O padre José Maurício
Nunes Garcia e a etnomusicologia – o “Beethoven
negro”
A crescente onda de valoração da música sob um enfoque
antropológico tem ganhado ainda mais relevo nas últimas décadas. Vista a
princípio como uma disciplina dedicada exclusivamente a estudar a música não
ocidental, periférica, popular urbana ou folclórica, a etnomusicologia
tem tido êxito também ao incluir em suas análises de dados científicos a
intersecção e multidisciplinaridade, inclusive com a música de concerto. O etnomusicólogo Tiago de Oliveira Pinto argumenta:
A inserção da
música nas várias atividades sociais e os significados múltiplos que decorrem
desta interação constituem importante plano de análise na antropologia da
música. A relação entre som, imagem e movimento é enfocada de forma primordial
neste tipo de pesquisa. Aqui música não é entendida apenas a partir de seus
elementos estéticos mas, em primeiro lugar, como uma
forma de comunicação que possui, semelhante a qualquer tipo de linguagem, seus
próprios códigos. (OLIVEIRA PINTO, 2001, p.
3)
Dessa maneira, a música sob este prisma é entendida antes como
produção social específica de determinada etnia, povo ou representantes dele,
que, muitas vezes, absorvem a sua culturalidade,
traduzindo-a em sons, ou simplesmente apropriam-se de sonoridades desenvolvidas
pelo próprio coletivo.

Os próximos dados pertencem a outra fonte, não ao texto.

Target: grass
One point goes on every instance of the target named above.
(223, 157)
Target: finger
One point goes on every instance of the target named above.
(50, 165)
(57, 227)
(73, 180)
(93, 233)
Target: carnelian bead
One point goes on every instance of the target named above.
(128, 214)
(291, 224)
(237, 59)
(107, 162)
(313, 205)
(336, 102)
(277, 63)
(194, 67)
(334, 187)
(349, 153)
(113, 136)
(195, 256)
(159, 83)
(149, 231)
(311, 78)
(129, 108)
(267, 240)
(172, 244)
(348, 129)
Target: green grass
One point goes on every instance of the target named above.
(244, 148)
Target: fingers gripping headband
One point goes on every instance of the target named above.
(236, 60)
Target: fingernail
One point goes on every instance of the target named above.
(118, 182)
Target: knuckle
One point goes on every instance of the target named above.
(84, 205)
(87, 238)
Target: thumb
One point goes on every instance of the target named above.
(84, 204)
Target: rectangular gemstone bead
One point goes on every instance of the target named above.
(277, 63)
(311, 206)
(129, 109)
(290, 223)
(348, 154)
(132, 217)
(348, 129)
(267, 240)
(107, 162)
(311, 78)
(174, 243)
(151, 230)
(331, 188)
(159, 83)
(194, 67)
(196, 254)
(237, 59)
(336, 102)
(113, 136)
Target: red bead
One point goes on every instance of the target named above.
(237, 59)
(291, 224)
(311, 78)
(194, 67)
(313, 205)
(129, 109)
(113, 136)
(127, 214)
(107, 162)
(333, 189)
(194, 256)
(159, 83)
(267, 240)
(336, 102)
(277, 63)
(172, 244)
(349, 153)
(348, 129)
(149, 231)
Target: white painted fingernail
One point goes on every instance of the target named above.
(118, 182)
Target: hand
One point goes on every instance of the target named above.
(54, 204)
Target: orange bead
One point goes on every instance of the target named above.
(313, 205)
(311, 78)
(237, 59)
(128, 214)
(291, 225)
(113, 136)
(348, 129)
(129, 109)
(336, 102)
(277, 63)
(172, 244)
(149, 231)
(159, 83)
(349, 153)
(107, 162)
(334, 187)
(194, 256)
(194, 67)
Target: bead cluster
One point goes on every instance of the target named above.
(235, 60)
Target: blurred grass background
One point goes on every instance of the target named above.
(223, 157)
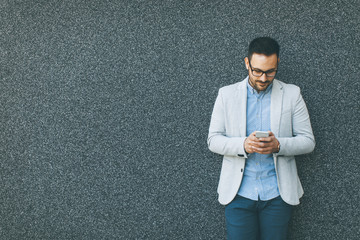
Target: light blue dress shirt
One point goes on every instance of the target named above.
(259, 180)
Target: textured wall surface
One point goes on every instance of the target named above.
(105, 108)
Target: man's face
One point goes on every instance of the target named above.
(261, 63)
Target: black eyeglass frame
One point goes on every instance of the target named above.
(262, 72)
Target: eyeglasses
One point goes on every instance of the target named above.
(258, 73)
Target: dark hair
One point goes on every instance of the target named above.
(263, 45)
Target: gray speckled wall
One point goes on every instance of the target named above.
(105, 108)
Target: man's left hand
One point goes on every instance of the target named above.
(265, 145)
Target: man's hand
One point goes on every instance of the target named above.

A partir da perspectiva etnomusicológica,
conforme veremos a seguir, procura-se abolir adjetivos de valor, sempre
atrelados a crenças socioculturais, tais como “música rica”, “complexa” ou
“evoluída”. Tal como a antropologia, investiga-se a música como fenômeno
primordialmente social, e não estético, como salientou Tiago de Oliveira Pinto
acima.
Aplicada à música de concerto, o mesmo procedimento
antropológico é utilizado. O padre José Maurício Nunes Garcia é visto, sob essa
ótica, como um indivíduo que aglutinou tendências e influências múltiplas,
oriundas de seu meio, o Rio de Janeiro dos séculos XVIII e XIX, de sua classe,
baixo clero, e de sua raça, negra, quando ainda o Brasil estava sob o domínio
de um Portugal ainda escravista. Feita essa ressalva, analisemos um trecho de
seu Tantum Ergo, e a análise que dele fizera o
musicólogo Luiz Heitor, em 1930, princípio da onda nacionalista artística do
Brasil.
Figura 5
HEITOR, 1930, p. 77.
O trecho se configura, efetivamente, como de estilo modinheiro – modo menor, cromático, dramático e com caráter
de melodia acompanhada. Perceba que o baixo está constituído, basicamente, de
um acompanhamento homofônico, que apenas dá suporte à melodia do violino.

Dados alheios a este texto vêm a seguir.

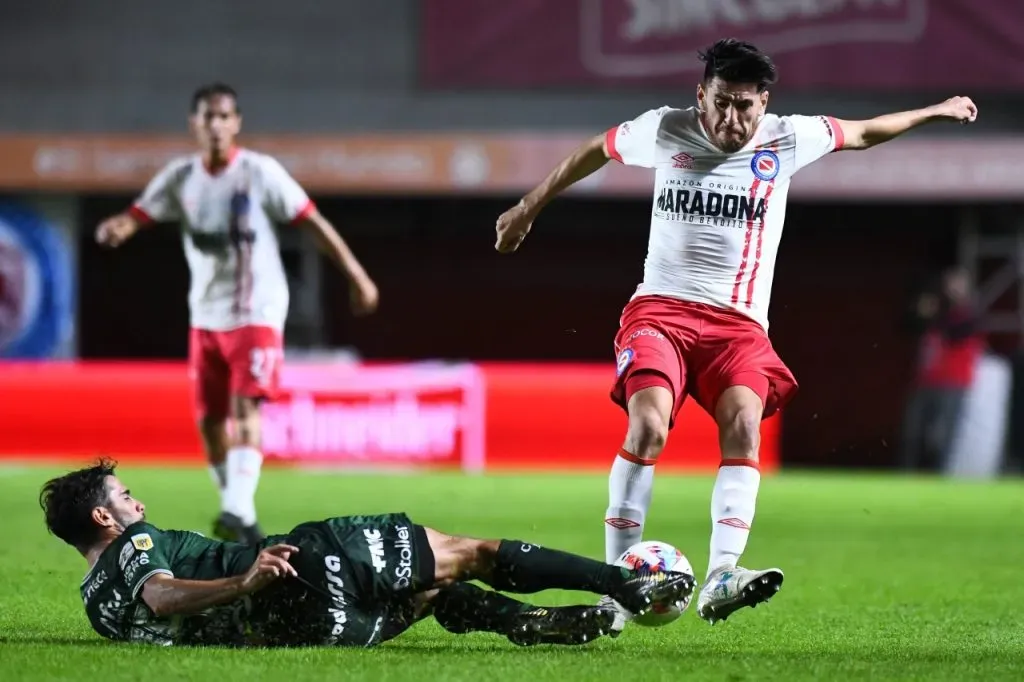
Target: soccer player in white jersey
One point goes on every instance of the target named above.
(697, 323)
(227, 201)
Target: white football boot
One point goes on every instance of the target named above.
(622, 615)
(728, 589)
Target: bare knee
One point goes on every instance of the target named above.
(649, 412)
(459, 558)
(215, 438)
(738, 417)
(245, 412)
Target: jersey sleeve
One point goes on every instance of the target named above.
(814, 137)
(159, 202)
(144, 553)
(634, 142)
(284, 199)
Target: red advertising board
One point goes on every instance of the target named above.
(835, 44)
(521, 417)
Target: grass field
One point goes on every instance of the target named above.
(886, 580)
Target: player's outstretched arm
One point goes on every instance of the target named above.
(171, 596)
(118, 228)
(865, 134)
(514, 224)
(365, 296)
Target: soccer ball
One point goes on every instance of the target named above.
(654, 555)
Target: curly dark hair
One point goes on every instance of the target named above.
(68, 503)
(209, 90)
(738, 61)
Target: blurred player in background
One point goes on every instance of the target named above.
(697, 323)
(354, 581)
(227, 200)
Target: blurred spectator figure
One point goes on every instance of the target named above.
(950, 345)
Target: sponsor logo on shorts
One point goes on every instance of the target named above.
(336, 587)
(376, 546)
(652, 333)
(625, 359)
(403, 546)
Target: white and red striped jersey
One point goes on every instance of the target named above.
(227, 221)
(717, 218)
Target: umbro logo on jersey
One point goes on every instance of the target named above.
(682, 160)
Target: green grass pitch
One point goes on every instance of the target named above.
(887, 579)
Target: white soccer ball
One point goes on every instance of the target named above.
(657, 556)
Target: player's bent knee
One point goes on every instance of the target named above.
(648, 431)
(741, 433)
(245, 412)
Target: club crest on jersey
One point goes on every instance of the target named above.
(625, 359)
(682, 160)
(142, 542)
(765, 165)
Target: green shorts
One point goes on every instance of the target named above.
(358, 577)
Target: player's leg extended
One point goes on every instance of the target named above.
(244, 463)
(649, 386)
(632, 478)
(728, 587)
(211, 396)
(463, 607)
(254, 354)
(513, 565)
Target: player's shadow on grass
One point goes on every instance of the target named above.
(484, 644)
(55, 641)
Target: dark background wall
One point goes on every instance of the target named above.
(306, 66)
(844, 278)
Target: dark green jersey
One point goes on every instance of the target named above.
(113, 589)
(357, 578)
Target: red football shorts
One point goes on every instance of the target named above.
(244, 361)
(699, 350)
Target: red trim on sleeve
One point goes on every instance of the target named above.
(837, 133)
(609, 141)
(303, 213)
(140, 215)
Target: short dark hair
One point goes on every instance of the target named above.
(205, 92)
(68, 503)
(738, 61)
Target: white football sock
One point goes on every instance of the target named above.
(630, 485)
(732, 505)
(243, 479)
(218, 474)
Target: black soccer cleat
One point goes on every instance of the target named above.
(229, 527)
(560, 625)
(647, 589)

O comentário de Heitor, abaixo da figura, que corrobora a
dicotomia racial, é o seguinte: “Não ha ahi um
compromisso entre a arte brejeira do mulato fluminense e a serena elevação da musica sacra? Não guardam essas harmonias a pureza de uma apezar de rescenderem o aroma fortemente popular da outra?”
(HEITOR, 1930, p. 77). Novamente há o
antagonismo entre arte brejeira, popular, doméstica, “mulata”, quiçá pagã e
pecadora, e a arte elevada, sacrossanta, remissora,
excelsa. Na frase seguinte Heitor pontua que há uma suposta qualidade
“refinada” na obra de José Maurício.
A conceituação que remete a arte a adjetivos como “refinada”,
“elevada”, “purificada” e “rica’, só para citar alguns deles, é de uma hermética
subjetividade. O que é agradável para mim pode não ser para o outro, e não será
para um terceiro; a imposição de adjetivação visando à hierarquização de
estilos musicais levaria séculos para ser questionada.
O marco do pensamento nesse sentido seria, indubitavelmente, o
antropólogo social inglês John Blacking (1928-1990).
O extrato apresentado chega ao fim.